Embryonic day 9.5 embryos were collected from timed matings of
Wild-type animals. These were stained for expression of Ago3 mRNA
by in situ hybridization as described in Methods. Ago3 shows the
same expression pattern as is seen in parallel analyses of Ago2
mRNA expression (see FIG. 10, Panel F).
[0056] FIG. 17 shows that Ago2-mutant MEF are defective for
siRNA-mediated repression WT and Ago2-mutant MEF (genotypes
indicated on the left) were transfected with a combination of
plasmids encoding dsRed and GFP, either with or without GFP siRNAs
(as indictated on the right). Microscopic examination revealed
consistent co-expression of dsRed and GFP in the absence of siRNAs
in both WT and mutant cells. SiRNAs eliminated co-expression of GFP
in WT cells but did not alter GFP expression in Ago2-/- cells.
[0057] FIG. 18 shows that intact Ago2 is required for formation of
cleavage-competent RISC. Deletions within Ago2 are indicated
schematically.

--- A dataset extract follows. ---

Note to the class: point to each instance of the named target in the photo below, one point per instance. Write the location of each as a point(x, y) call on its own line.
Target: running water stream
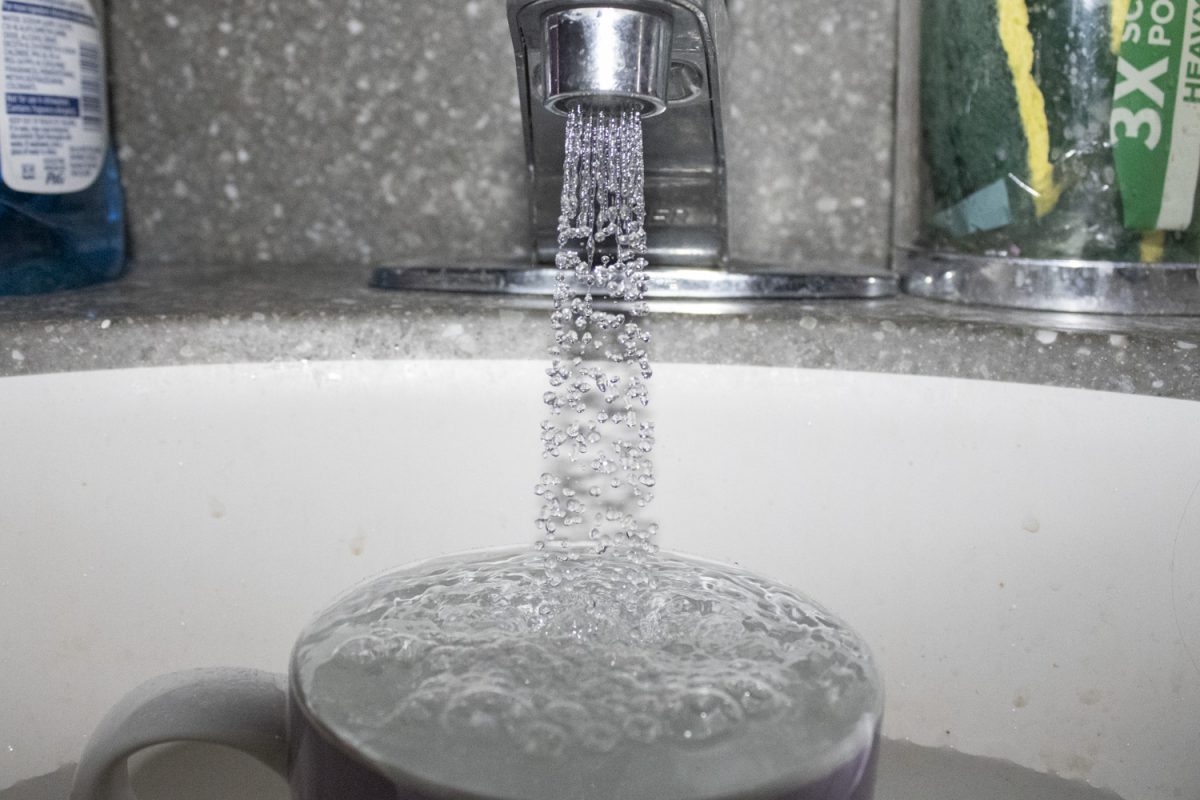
point(595, 668)
point(598, 438)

Plasmids encoding epitope-tagged versions of each
deletion mutant were co-transfected into 293T cells with an siRNA
to firefly luciferase. Wild-type Ago2 was similarly expressed as a
control. RISCs were immunoaffinity purified and tested for activity
against a uniformly labeled mRNA substrate. Each protein was
expressed as indicated by Western blotting with a myc antiserum,
but none of the deletion mutants bound siRNAs, as determined by
Nothern blotting of immunoprecipitates.
[0058] FIG. 19 shows that Ago2 can be reconstituted with different
siRNAs. Ago2 was immunoaffinitity purified (see FIG. 13) and
reconstituted in vitro with single stranded siRNAs that target
either the sense strand or the antisense strand of a firefly
luciferase mRNA. Similar complexes were formed in parallel with
purified Ago 1. In each case, Ago2 cleaved the complementary mRNA,
whereas Ago1 complexes were inert. Positions of 5', and 3' cleavage
products are indicated.
[0059] FIG. 20 shows that RISC is a metal-dependent nuclease. As
previously shown, RISC requires a divalent metal for activity
(Hannon, supra). Similarly, RISC, reconstituted in vitro with
single-stranded siRNAs, depends on Mg++ for activity, as indicated
by the ability to inhibit the complex with EDTA but not with EGTA
(as indicated).
[0060] FIG. 21 shows that active site residues are conserved among
Ago proteins. Putative active site aspartate residues in the PIWI
domain were identified with reference to the structure of the P.
furiosus Ago protein. These were also conserved in Ago proteins
from a variety of species. Additionally, residues identified by a
mutational analysis (e.g. H634) were also highly conserved.
[0061] FIG. 22 shows sequence alignment of mammalian Ago1 family
members. An alignment of the protein sequences of human Argonautes
1-4 highlights a very high degree of sequence conservation. Red
indicates highly conserved, blue moderately conserved residues.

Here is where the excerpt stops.